Waterville had a theory that Sir Arthur was keeping Mrs. Headway as a surprise—he meant perhaps to produce her during the next London season. He presently, however, learned as much about the matter as he could have desired to know. He had once offered to accompany his beautiful compatriot to the Museum of the Luxembourg and tell her a little about the modern French school. She had not examined this collection, in spite of her resolve to see everything remarkable—she carried her “Murray” in her lap even when she went to see the great tailor in the Rue de la Paix, to whom, as she said, she had given no end of points—for she usually went to such places with Sir Arthur, who was indifferent to the modern painters of France. “He says there are much better men in England. I must wait for the Royal Academy next year. He seems to think one can wait for anything, but I’m not so good at waiting as he. I can’t afford to wait—I’ve waited long enough.” So much as this Mrs. Headway said on the occasion of her arranging with Rupert Waterville that they should some day visit the Luxembourg together. She alluded to the Englishman as if he were her husband or her brother, her natural protector and companion.
“I wonder if she knows how that sounds?” Waterville again throbbingly brooded. “I don’t believe she would do it if she knew how it sounds.” And he also drew the moral that when one was a well-known Texan belle there was no end to the things one had to learn: so marked was the difference between being well-known and being well-bred. Clever as she was, Mrs. Headway was right in saying she couldn’t afford to wait. She must learn, she must live quickly. She wrote to Waterville one day to propose that they should go to the Museum on the morrow; Sir Arthur’s mother was in Paris, on her way to Cannes, where she was to spend the winter. She was only passing through, but she would be there three days, and he would naturally give himself up to her. She appeared to have the properest ideas as to what a gentleman would propose to do for his mother. She herself, therefore, should be free, and she named the hour at which she should expect him to call for her. He was punctual to the appointment, and they drove across the river in a large high-hung barouche in which she constantly rolled about Paris. With Mr. Max on the box—the courier sported enormous whiskers—this vehicle had an appearance of great respectability, though Sir Arthur assured her (what she repeated to her other friends) that in London next year they would do the thing much better for her. It struck her other friends, of course, that this backer was prepared to go very far; which on the whole was what Waterville would have expected of him. Littlemore simply remarked that at San Pablo she drove herself about in a ramshackle buggy with muddy wheels and a mule very often in the shafts. Waterville throbbed afresh as he asked himself if the mother of a Tory M.P. would really consent to know her. She must of course be aware that it was a woman who was keeping her son in Paris at a season when English gentlemen were most naturally employed in shooting partridges.

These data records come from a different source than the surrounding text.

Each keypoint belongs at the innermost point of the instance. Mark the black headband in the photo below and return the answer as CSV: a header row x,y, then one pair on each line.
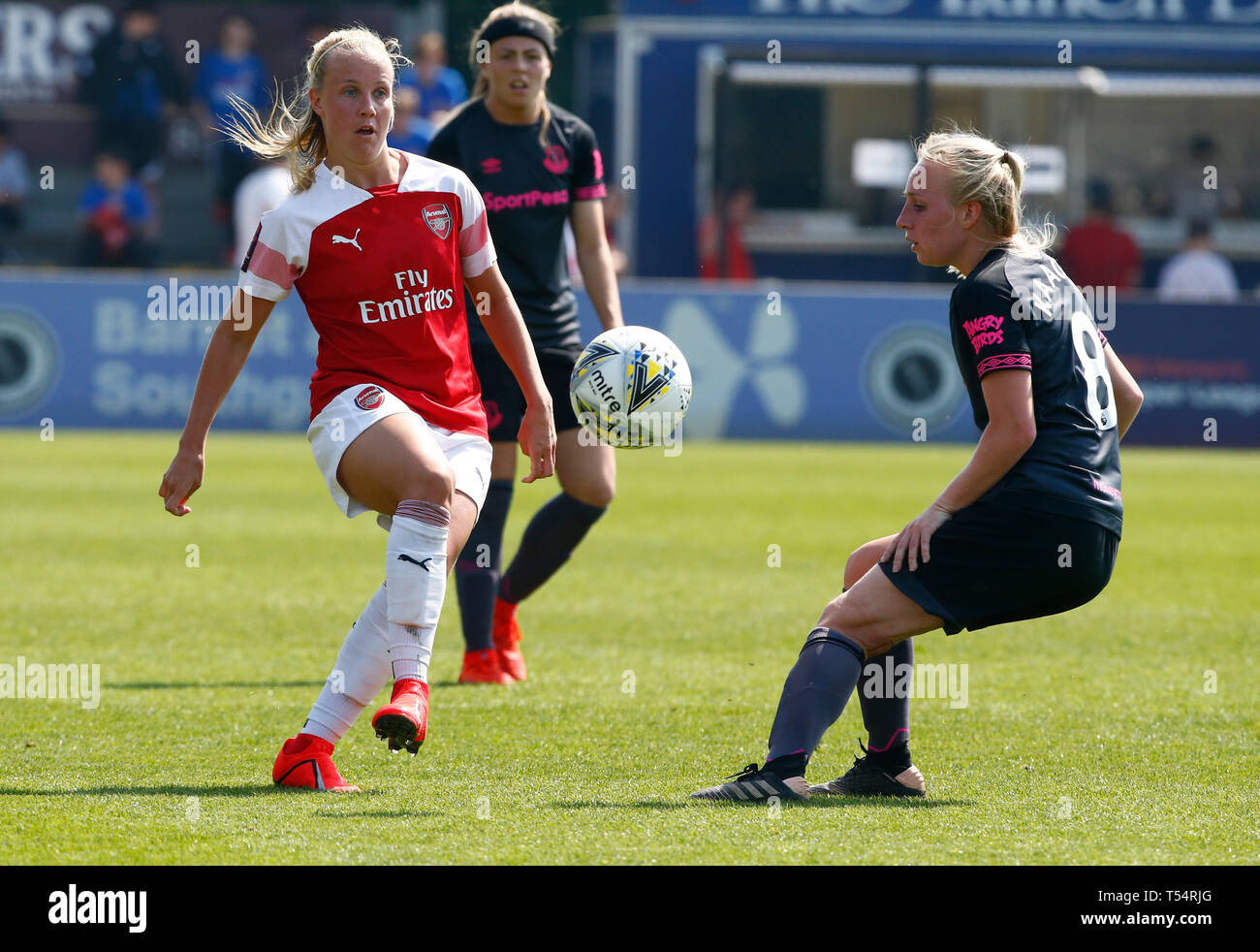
x,y
520,26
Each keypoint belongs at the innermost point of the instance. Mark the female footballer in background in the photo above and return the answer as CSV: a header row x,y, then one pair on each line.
x,y
379,244
1029,527
536,166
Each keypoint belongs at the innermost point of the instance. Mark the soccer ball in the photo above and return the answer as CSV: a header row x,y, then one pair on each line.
x,y
630,387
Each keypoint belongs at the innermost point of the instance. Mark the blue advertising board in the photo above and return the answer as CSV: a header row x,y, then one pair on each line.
x,y
793,361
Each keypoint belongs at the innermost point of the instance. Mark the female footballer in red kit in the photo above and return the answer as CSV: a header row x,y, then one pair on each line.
x,y
379,246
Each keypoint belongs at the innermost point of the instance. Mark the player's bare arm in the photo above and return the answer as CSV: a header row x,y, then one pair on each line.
x,y
595,261
1011,431
507,330
1124,387
225,357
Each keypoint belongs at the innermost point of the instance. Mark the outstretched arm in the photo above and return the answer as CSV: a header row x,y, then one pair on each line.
x,y
595,260
225,357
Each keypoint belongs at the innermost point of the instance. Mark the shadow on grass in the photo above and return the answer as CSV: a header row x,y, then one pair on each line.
x,y
817,804
894,802
381,813
600,805
184,684
251,789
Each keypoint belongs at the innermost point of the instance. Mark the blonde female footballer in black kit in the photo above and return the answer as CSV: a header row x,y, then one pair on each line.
x,y
1053,401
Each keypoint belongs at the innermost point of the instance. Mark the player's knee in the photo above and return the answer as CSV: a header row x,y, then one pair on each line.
x,y
431,485
599,494
839,616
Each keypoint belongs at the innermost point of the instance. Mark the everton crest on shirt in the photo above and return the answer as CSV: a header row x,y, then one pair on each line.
x,y
381,272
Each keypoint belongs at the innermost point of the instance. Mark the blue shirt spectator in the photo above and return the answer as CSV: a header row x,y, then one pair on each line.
x,y
222,74
440,87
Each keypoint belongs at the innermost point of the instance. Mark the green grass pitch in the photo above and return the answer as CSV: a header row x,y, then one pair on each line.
x,y
1121,733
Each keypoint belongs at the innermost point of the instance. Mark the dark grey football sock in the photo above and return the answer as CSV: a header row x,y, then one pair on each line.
x,y
550,539
886,715
477,571
815,692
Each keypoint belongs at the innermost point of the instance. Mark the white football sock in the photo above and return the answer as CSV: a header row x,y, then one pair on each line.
x,y
416,584
362,670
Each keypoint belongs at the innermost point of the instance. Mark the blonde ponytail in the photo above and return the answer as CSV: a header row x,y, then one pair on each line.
x,y
982,171
293,130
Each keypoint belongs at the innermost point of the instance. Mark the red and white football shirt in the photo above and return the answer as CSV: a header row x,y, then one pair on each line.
x,y
382,272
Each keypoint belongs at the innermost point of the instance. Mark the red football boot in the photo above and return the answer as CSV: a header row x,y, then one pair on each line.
x,y
507,636
404,720
483,667
306,762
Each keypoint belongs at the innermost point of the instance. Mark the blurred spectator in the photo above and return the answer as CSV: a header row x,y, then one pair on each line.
x,y
131,79
314,29
722,251
1097,252
114,214
230,71
1192,193
14,185
1197,272
440,87
411,133
259,193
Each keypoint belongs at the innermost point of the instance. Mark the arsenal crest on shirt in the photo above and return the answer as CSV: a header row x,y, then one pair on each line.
x,y
370,397
437,217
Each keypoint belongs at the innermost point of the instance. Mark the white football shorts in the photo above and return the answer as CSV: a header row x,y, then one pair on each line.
x,y
356,409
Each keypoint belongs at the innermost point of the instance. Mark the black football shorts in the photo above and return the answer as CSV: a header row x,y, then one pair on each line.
x,y
994,562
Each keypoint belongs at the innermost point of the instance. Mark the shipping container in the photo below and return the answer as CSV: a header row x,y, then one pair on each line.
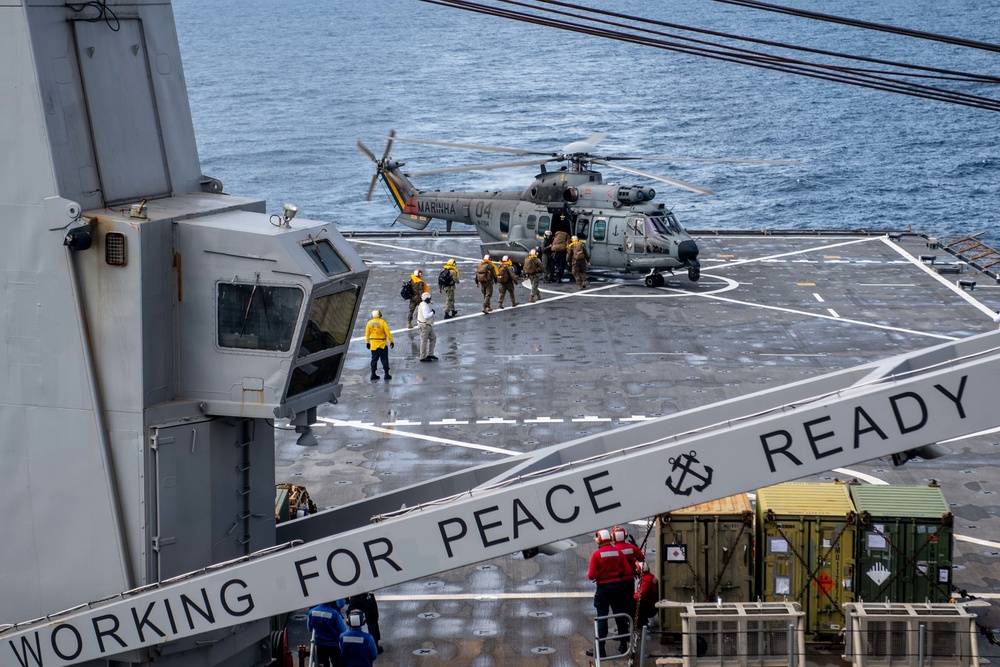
x,y
705,554
806,548
905,543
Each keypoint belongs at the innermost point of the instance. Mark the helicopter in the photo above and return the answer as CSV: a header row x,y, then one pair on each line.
x,y
624,230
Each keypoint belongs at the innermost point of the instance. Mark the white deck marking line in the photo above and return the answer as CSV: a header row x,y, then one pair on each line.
x,y
418,436
871,479
826,317
484,597
976,540
416,250
983,308
796,252
523,304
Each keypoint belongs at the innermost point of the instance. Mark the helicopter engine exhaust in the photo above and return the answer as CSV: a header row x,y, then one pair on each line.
x,y
629,195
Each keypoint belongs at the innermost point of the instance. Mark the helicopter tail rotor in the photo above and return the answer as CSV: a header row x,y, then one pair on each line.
x,y
379,164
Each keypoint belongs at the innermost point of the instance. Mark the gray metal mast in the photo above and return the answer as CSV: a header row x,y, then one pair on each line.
x,y
153,327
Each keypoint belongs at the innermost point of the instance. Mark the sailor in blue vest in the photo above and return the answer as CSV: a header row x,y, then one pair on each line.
x,y
328,625
357,648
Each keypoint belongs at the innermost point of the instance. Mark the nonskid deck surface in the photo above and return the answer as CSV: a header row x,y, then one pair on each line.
x,y
768,310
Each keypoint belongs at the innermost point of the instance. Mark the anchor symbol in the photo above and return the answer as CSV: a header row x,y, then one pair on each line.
x,y
684,463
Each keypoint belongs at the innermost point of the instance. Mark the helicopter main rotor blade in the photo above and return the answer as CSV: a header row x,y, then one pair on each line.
x,y
698,159
475,147
479,167
388,145
669,181
371,187
364,149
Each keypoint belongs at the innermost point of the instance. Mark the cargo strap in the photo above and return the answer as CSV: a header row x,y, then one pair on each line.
x,y
908,561
851,519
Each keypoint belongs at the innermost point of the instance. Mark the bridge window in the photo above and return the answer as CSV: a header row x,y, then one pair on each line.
x,y
257,317
600,229
329,322
325,256
314,374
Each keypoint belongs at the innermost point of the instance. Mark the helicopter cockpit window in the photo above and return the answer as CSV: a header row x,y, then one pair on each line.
x,y
326,257
600,229
329,322
675,226
656,226
257,317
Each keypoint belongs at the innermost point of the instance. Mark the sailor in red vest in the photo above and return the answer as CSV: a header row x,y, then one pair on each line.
x,y
613,574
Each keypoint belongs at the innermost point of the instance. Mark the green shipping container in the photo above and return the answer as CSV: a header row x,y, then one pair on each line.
x,y
905,544
806,543
705,553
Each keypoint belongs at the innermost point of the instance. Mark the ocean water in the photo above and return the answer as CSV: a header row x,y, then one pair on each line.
x,y
281,91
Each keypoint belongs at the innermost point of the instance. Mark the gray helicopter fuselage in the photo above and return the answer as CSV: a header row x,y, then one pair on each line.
x,y
624,230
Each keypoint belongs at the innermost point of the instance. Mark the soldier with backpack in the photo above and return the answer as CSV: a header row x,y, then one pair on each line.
x,y
507,277
533,270
415,288
486,276
447,280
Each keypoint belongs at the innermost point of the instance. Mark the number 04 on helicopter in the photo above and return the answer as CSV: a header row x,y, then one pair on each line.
x,y
623,228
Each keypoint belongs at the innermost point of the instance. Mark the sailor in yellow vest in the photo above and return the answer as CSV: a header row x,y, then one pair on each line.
x,y
378,339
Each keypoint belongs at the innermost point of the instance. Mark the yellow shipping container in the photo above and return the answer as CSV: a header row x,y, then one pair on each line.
x,y
806,544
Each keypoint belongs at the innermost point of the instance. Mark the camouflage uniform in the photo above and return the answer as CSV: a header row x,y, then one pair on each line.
x,y
449,291
533,270
507,277
486,276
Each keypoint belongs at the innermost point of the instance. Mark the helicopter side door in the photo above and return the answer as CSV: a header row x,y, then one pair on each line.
x,y
635,237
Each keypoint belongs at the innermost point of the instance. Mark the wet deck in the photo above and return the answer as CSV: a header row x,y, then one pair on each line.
x,y
767,311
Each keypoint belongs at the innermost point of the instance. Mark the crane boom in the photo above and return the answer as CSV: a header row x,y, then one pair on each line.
x,y
923,400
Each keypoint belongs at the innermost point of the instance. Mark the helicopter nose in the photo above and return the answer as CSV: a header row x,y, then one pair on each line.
x,y
687,251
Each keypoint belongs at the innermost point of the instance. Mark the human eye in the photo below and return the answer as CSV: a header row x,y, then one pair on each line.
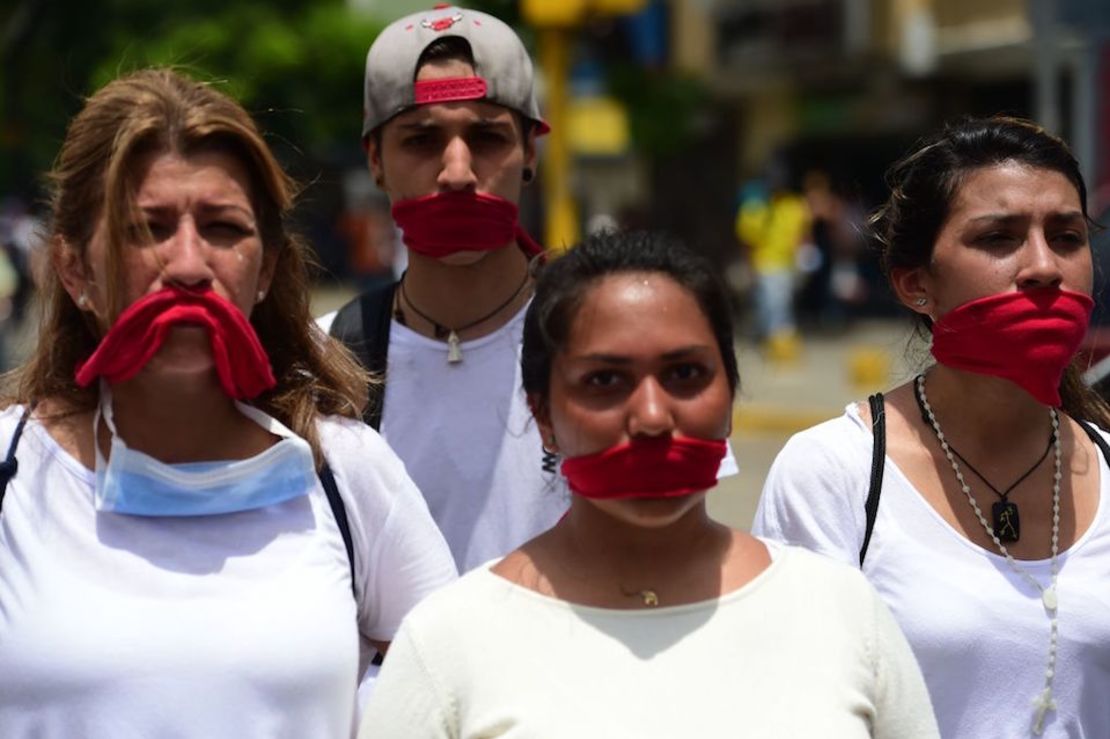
x,y
602,380
996,239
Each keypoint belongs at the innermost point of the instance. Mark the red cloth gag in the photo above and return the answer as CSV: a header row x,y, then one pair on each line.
x,y
654,467
1027,336
444,223
138,334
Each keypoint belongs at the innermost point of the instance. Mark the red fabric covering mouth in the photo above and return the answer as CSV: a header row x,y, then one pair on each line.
x,y
656,467
1027,336
241,362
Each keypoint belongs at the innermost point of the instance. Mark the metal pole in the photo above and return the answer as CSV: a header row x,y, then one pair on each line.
x,y
562,226
1046,92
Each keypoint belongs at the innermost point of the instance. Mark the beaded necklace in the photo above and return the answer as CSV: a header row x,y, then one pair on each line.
x,y
1042,702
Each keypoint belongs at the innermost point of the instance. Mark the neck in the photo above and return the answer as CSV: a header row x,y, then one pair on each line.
x,y
985,414
456,295
637,552
187,422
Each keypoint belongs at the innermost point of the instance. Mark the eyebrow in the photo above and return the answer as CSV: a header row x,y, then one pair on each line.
x,y
1010,218
207,209
679,353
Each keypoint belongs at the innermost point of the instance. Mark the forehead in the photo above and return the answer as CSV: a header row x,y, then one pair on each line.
x,y
636,310
1013,188
207,172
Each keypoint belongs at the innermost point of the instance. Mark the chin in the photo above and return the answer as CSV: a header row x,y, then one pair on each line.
x,y
463,259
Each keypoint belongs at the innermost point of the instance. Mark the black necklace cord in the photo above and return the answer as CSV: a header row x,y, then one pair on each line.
x,y
1001,494
441,330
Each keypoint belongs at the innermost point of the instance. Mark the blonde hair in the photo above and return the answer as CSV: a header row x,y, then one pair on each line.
x,y
154,111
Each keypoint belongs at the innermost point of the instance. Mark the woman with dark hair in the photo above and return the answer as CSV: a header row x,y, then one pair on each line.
x,y
981,523
199,537
637,615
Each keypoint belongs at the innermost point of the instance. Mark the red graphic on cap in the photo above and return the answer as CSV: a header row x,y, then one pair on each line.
x,y
441,23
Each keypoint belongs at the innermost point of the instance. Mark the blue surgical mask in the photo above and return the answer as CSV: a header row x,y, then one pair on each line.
x,y
134,483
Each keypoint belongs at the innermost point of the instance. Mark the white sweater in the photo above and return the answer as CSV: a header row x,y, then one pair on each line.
x,y
806,649
240,625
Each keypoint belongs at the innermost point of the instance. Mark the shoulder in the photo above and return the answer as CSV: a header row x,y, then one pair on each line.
x,y
367,472
820,575
838,446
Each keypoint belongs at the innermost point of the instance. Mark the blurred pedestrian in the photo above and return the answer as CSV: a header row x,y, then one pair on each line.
x,y
200,537
975,496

“She’s staying at the Hôtel du Rhin, and I’ve made him feel that he mustn’t leave her while she’s here,” Mrs. Headway said as they drove up the narrow Rue de Seine. “Her name’s Lady Demesne, but her full title’s the Honourable Lady Demesne, as she’s a Baron’s daughter. Her father used to be a banker, but he did something or other for the Government—the Tories, you know they call them—and so he was raised to the peerage. So you see one can be raised! She has a lady with her as a companion.” Waterville’s neighbour gave him this information with a seriousness that made him smile; he tried to measure the degree to which it wouldn’t have occurred to her that he didn’t know how a Baron’s daughter was addressed. In that she was truly provincial; she had a way of exaggerating the value of her intellectual acquisitions and of assuming that others had shared her darkness. He noted, too, that she had ended by suppressing poor Sir Arthur’s name altogether and designating him only by a sort of conjugal pronoun. She had been so much and so easily married that she was full of these misleading references to gentlemen.